Mailing List Archive: the guts of a query

As part of getting started in writing a custom scorer using rich
positions, I'm trying to understand the how queries are currently
processed internally. Here's the overview I've come up with:

[.Archival note: The process below probably does not reflect how the
innards actually work. Consult the code or the real docs for
something authoritative.]

1. Query is parsed with KinoSearch::QueryParser.
Produces Query objects, possibly including:
KinoSearch::Search::BooleanQuery (logic joining subqueries)
KinoSearch::Search::PhraseQuery (list of terms which in order)
KinoSearch::Search::TermQuery (a query wrapped around a single term)

TermQuery and PhraseQuery consist of term objects as defined in:
KinoSearch::Index::Term
Terms are defined at the C level, and specify only a text string
and a field.

Phrase queries (as created by QueryParser) are always more than one term.

It's possible to weight the importance of terms in a Boolean OR
query, but not via QueryParser. This is done by calling
set_boost() on the Query object (generally TermQuery or PhraseQuery)
after it is created. This is only easy if you are constructing your
Query object by some means other than calling QueryParser.

2. This query is passed to Kinosearch::Searcher->search()
search() is defined in the Kinosearch::Searchable base class.
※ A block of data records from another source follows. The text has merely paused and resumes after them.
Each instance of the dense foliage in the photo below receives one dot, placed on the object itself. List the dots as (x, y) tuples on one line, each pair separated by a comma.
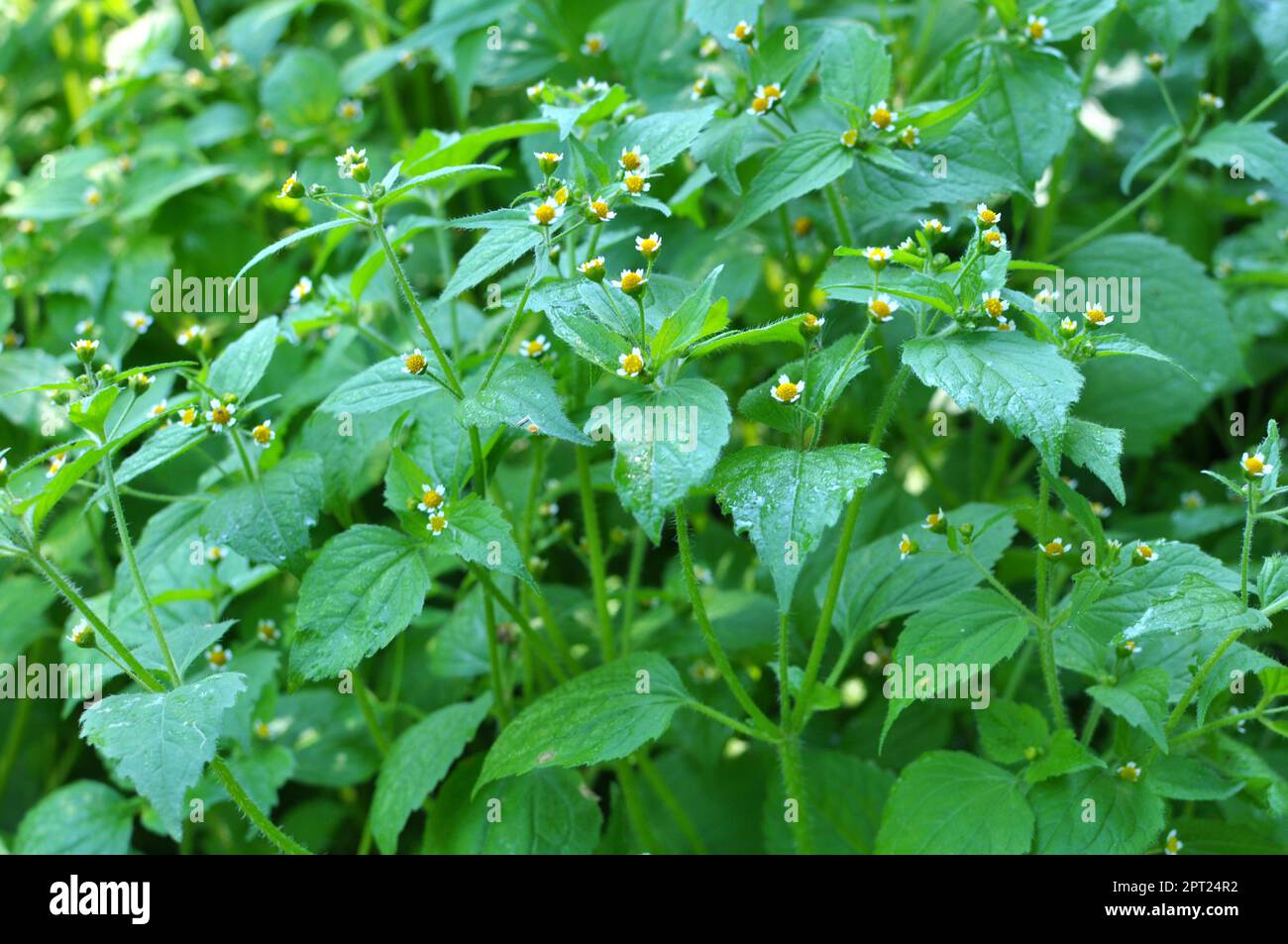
[(697, 425)]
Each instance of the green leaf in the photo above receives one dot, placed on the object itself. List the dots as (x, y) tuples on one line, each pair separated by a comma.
[(544, 813), (957, 642), (1029, 108), (879, 586), (82, 818), (1273, 582), (478, 532), (855, 65), (416, 763), (366, 584), (1006, 376), (829, 371), (1181, 314), (90, 412), (1197, 604), (1170, 21), (784, 500), (161, 742), (1095, 811), (1063, 755), (1080, 509), (952, 802), (522, 393), (377, 387), (299, 235), (1098, 450), (1009, 729), (268, 520), (841, 806), (1163, 140), (601, 715), (1189, 778), (244, 362), (687, 323), (1140, 700), (666, 443), (805, 162), (301, 91)]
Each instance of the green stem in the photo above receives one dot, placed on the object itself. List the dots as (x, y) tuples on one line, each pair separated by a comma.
[(664, 792), (842, 226), (253, 813), (410, 295), (708, 635), (794, 782), (1127, 209), (128, 553), (597, 574), (842, 552)]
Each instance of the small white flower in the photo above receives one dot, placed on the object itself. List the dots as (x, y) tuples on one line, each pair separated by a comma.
[(220, 415), (1096, 317), (536, 348), (218, 659), (432, 497), (881, 308), (545, 213), (995, 305), (415, 362), (785, 390), (138, 321), (881, 116), (1254, 465), (631, 364), (301, 290), (265, 434)]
Search creates a new Kinosearch::Search::Hits object, initializing it
with the Query and the Searcher, along with an optional Filter and SortSpec.
If a string is passed as a query, it is promoted to a Query
object via QueryParser

$hits->seek() is called on the new Query specific Hits object.

seek() checks if it has the requested number ($num_wanted +
$offset) of docs cached,
and returns doing nothing if it does.

seek() then calls $searcher->top_docs() requesting the top
($num_wanted + $offset) docs.
The $offset docs are not skipped, but searched and scored again.
The new top_docs results replaces the existing shorter cache (if any).

The new Hits object (with cached results) is returned.

3. $searcher->top_docs() first creates a new HitCollector object.
If a SortSpec is defined, it uses this to create a SortCollector.
If no SortSpec is defined, it creates a default TopDocCollector.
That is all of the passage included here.